Donogh Dáll Ó Derrig, a.k.a. Blind Donogh O'Derrick, was an Irish rapparee executed in December 1656.

Ó Derrig was active in County Kildare in the early 1650s, in the aftermath of the Irish Confederate Wars.

A court-martial held in Kilkenny on 23 September 1653 found Murtagh Cullen and his wife guilty of sheltering Ó Derrig. Sentenced to death, they were allowed to draw lots to decide who would die. When Mrs. Cullen drew the death lot, the sentence was deferred due to her pregnancy.

In July 1654, he led his band of outlaws and killed an Irishman working as a constable for the English in Timolin, County Kildare.

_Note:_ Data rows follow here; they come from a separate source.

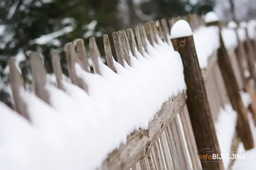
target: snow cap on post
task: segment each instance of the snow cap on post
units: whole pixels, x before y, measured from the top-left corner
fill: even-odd
[[[179,20],[176,22],[171,30],[171,38],[188,37],[192,35],[192,29],[185,20]]]
[[[206,23],[218,21],[219,21],[219,18],[217,14],[213,11],[208,12],[205,16],[205,22]]]
[[[245,21],[242,21],[239,24],[239,27],[242,28],[246,28],[247,26],[247,23]]]
[[[228,28],[230,29],[238,28],[238,24],[234,21],[230,21],[228,23]]]

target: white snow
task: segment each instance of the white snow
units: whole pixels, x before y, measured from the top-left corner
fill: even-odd
[[[53,33],[47,35],[43,35],[40,38],[36,38],[33,42],[38,45],[53,43],[53,45],[58,46],[60,44],[59,41],[56,40],[56,38],[66,33],[72,32],[74,29],[75,27],[73,26],[66,26]]]
[[[228,28],[230,29],[236,29],[238,24],[234,21],[230,21],[228,23]]]
[[[233,137],[235,132],[237,113],[228,104],[220,108],[215,128],[221,154],[230,154]],[[225,169],[228,169],[230,159],[223,159]]]
[[[242,21],[239,23],[239,27],[246,28],[247,27],[247,23],[245,21]]]
[[[65,80],[66,92],[48,84],[50,106],[21,91],[31,123],[0,103],[0,169],[95,169],[128,135],[147,129],[163,103],[186,89],[181,56],[158,39],[155,47],[147,41],[144,57],[129,52],[132,67],[114,60],[117,74],[101,60],[101,76],[76,64],[88,93]]]
[[[238,37],[233,28],[223,28],[221,35],[226,49],[233,49],[238,46]]]
[[[238,34],[239,40],[242,42],[245,42],[247,39],[246,30],[244,28],[238,28]]]
[[[192,29],[185,20],[179,20],[176,22],[171,30],[171,38],[188,37],[192,35]]]
[[[195,46],[201,69],[208,65],[208,59],[220,47],[219,29],[216,26],[201,26],[193,34]]]
[[[251,40],[255,40],[256,20],[251,20],[247,24],[248,36]]]
[[[213,22],[216,22],[218,21],[219,21],[218,16],[213,11],[208,12],[205,16],[205,22],[206,23],[213,23]]]

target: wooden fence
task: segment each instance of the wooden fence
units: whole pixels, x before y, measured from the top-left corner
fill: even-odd
[[[129,51],[131,51],[133,55],[136,57],[134,50],[136,47],[144,55],[144,52],[147,52],[146,41],[148,40],[154,46],[154,42],[159,42],[158,40],[159,40],[157,39],[157,35],[161,38],[161,40],[171,43],[170,29],[169,28],[171,28],[174,23],[181,18],[188,21],[193,30],[201,26],[206,26],[201,17],[191,14],[184,17],[174,18],[169,20],[168,22],[166,19],[162,19],[161,21],[146,22],[145,27],[141,26],[135,28],[135,35],[131,28],[127,29],[127,31],[114,32],[112,38],[117,62],[122,66],[124,66],[124,61],[130,64]],[[208,26],[216,25],[218,26],[218,24],[219,23],[215,22],[208,23]],[[218,26],[221,29],[221,26]],[[179,40],[183,40],[183,39]],[[254,64],[251,64],[255,63],[255,52],[252,47],[255,43],[247,39],[245,43],[239,42],[237,49],[228,49],[227,50],[223,43],[221,35],[220,40],[220,42],[222,42],[220,47],[209,57],[208,66],[206,69],[201,70],[198,65],[196,67],[196,64],[184,65],[184,72],[186,69],[192,69],[199,72],[198,75],[193,76],[200,77],[201,75],[203,75],[203,84],[198,82],[198,84],[202,86],[202,89],[200,89],[203,91],[202,96],[207,96],[209,106],[206,101],[203,103],[196,103],[197,106],[196,106],[200,108],[200,105],[202,105],[207,110],[208,106],[210,110],[206,111],[208,113],[211,113],[210,117],[203,115],[204,113],[195,113],[196,110],[193,109],[196,106],[191,106],[192,104],[189,101],[191,100],[190,98],[191,96],[188,96],[188,99],[186,100],[185,92],[181,93],[176,96],[172,96],[164,103],[161,109],[149,123],[148,130],[134,131],[127,137],[125,144],[121,144],[118,149],[114,150],[108,155],[107,159],[102,163],[100,169],[223,169],[222,162],[215,164],[213,162],[201,162],[198,154],[201,149],[203,149],[201,147],[206,146],[207,147],[209,146],[209,144],[202,142],[206,141],[207,139],[204,140],[203,138],[207,138],[208,135],[203,134],[206,131],[199,132],[196,130],[201,128],[206,129],[203,130],[208,130],[209,128],[213,141],[216,135],[213,120],[216,120],[218,117],[219,109],[224,108],[225,104],[230,103],[238,113],[238,127],[236,133],[234,134],[233,149],[238,148],[240,141],[243,142],[246,149],[254,147],[252,133],[249,130],[247,110],[242,104],[239,91],[244,90],[250,94],[252,103],[250,110],[252,113],[255,123],[256,98],[255,89],[250,81],[251,79],[256,80],[256,77],[253,76],[255,74]],[[103,35],[103,42],[107,66],[113,72],[115,72],[111,45],[107,35]],[[188,45],[186,47],[188,47]],[[190,47],[192,50],[193,47],[194,49],[193,45]],[[176,50],[180,49],[175,45],[174,48]],[[72,83],[87,91],[87,84],[75,73],[75,63],[79,63],[85,71],[91,72],[83,41],[82,40],[77,41],[76,50],[72,42],[66,44],[65,50]],[[97,62],[98,56],[100,56],[100,54],[95,38],[90,39],[90,53],[93,60],[94,73],[100,75]],[[184,61],[186,60],[185,53],[182,52],[180,53]],[[46,72],[40,60],[39,54],[34,52],[31,54],[30,57],[33,91],[38,97],[50,104],[49,94],[43,88],[46,84]],[[193,57],[196,57],[196,52]],[[65,91],[61,84],[62,69],[60,59],[55,51],[52,52],[52,63],[58,87]],[[26,112],[26,106],[22,102],[18,95],[20,88],[23,86],[23,82],[15,66],[14,60],[10,59],[9,66],[9,82],[13,92],[16,110],[29,120]],[[250,72],[251,76],[246,77],[245,76],[244,73],[247,70]],[[189,89],[189,86],[191,84],[188,84],[188,82],[193,77],[188,77],[185,74],[185,79]],[[188,91],[189,91],[188,89]],[[206,89],[207,96],[203,94],[204,89]],[[199,118],[199,117],[202,118]],[[199,127],[200,124],[196,125],[197,121],[196,119],[200,119],[199,122],[205,121],[206,123],[207,122],[206,127]],[[243,129],[242,132],[241,128]],[[200,135],[205,136],[200,139]],[[213,144],[215,144],[218,142]],[[212,145],[212,147],[213,146]],[[232,164],[230,164],[231,166]]]

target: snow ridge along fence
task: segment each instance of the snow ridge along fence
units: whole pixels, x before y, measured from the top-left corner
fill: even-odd
[[[28,147],[22,145],[26,143],[23,138],[23,142],[18,140],[21,144],[16,144],[25,149],[31,147],[35,152],[32,149],[26,157],[28,160],[33,158],[33,163],[27,161],[22,166],[11,165],[3,159],[0,161],[3,167],[15,169],[18,166],[26,170],[224,169],[222,161],[205,162],[199,159],[199,154],[204,154],[204,149],[218,147],[213,123],[218,118],[219,109],[228,103],[238,113],[238,128],[233,128],[235,132],[230,152],[234,153],[240,141],[245,149],[254,147],[247,106],[244,106],[239,91],[244,90],[250,94],[252,103],[248,107],[255,123],[256,97],[251,83],[252,80],[256,81],[254,64],[251,64],[255,61],[255,40],[247,38],[241,40],[237,36],[237,46],[226,49],[225,37],[218,33],[223,33],[223,26],[218,21],[207,21],[210,29],[217,29],[220,45],[208,56],[208,66],[202,68],[196,51],[196,48],[198,50],[196,35],[196,48],[192,35],[173,36],[174,28],[178,27],[178,30],[180,28],[176,23],[180,19],[187,21],[194,32],[202,27],[206,29],[201,17],[191,14],[168,22],[166,19],[146,22],[144,26],[135,28],[135,35],[131,28],[114,32],[117,62],[112,57],[108,35],[104,35],[108,67],[101,62],[95,39],[91,38],[90,53],[93,74],[83,40],[77,40],[75,45],[66,44],[71,83],[63,80],[58,54],[52,52],[58,89],[48,84],[40,55],[31,53],[35,95],[25,92],[15,59],[10,59],[9,83],[16,113],[0,103],[6,113],[1,115],[3,123],[0,124],[8,131],[14,125],[4,122],[15,120],[17,132],[26,131],[22,134],[33,137],[33,144]],[[174,28],[172,37],[169,28]],[[183,69],[176,66],[182,66],[181,59],[184,75]],[[184,79],[187,98],[183,91]],[[102,124],[97,124],[99,123]],[[40,132],[43,139],[34,135],[34,131]],[[3,139],[11,135],[1,135]],[[18,137],[15,134],[14,136]],[[56,136],[60,136],[60,139]],[[13,140],[11,138],[10,141]],[[11,144],[6,142],[4,147],[11,147]],[[50,148],[49,151],[44,149],[38,154],[36,149],[43,148],[42,146]],[[42,160],[38,155],[43,153],[50,157]],[[230,167],[233,163],[228,166]]]

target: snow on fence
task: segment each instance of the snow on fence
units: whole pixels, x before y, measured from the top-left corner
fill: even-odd
[[[193,40],[187,23],[176,23],[181,18],[168,21],[171,36],[166,19],[135,28],[135,36],[130,28],[114,32],[117,62],[104,35],[107,67],[91,38],[93,73],[83,41],[66,44],[71,83],[63,80],[53,51],[58,88],[48,84],[40,55],[33,52],[33,93],[26,91],[15,59],[10,59],[16,111],[0,103],[0,169],[223,169],[222,162],[204,162],[198,154],[218,145],[213,120],[230,103],[238,128],[229,127],[234,133],[229,144],[235,149],[241,140],[245,149],[253,147],[238,92],[250,94],[256,123],[255,23],[248,29],[234,23],[227,28],[210,13],[206,27],[196,15],[182,17]]]

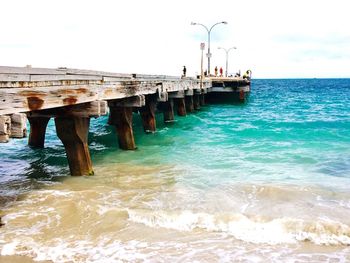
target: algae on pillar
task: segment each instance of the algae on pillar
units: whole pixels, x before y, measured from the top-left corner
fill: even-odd
[[[66,149],[71,175],[93,175],[88,148],[89,117],[56,117],[56,132]]]

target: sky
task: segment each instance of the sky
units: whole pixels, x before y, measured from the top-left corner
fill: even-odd
[[[349,0],[0,0],[0,65],[254,78],[350,77]],[[204,69],[207,58],[204,51]]]

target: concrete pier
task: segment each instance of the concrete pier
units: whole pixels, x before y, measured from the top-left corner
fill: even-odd
[[[241,78],[180,78],[163,75],[120,74],[80,69],[0,66],[0,142],[26,136],[28,144],[43,148],[50,118],[55,118],[71,175],[93,174],[88,148],[90,118],[108,113],[119,147],[136,149],[133,114],[140,113],[144,131],[156,131],[157,108],[165,122],[199,110],[218,95],[246,101],[250,81]]]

In March 1655, he captured and subsequently hanged eight surveyors of Sir William Petty as accessories to a gigantic scheme of ruthless robbery. A price of £30 was put on his head and that of his lieutenant, Dermot Ryan. In the autumn, Ó Derrig's wife was one of thirty-seven people rounded up and transported via a frigate of Wexford to Barbados, arriving in May 1656. By then, Ó Derrig had been captured at a house in Timolin, summarily tried and executed. Dermot Ryan escaped and survived for another two years.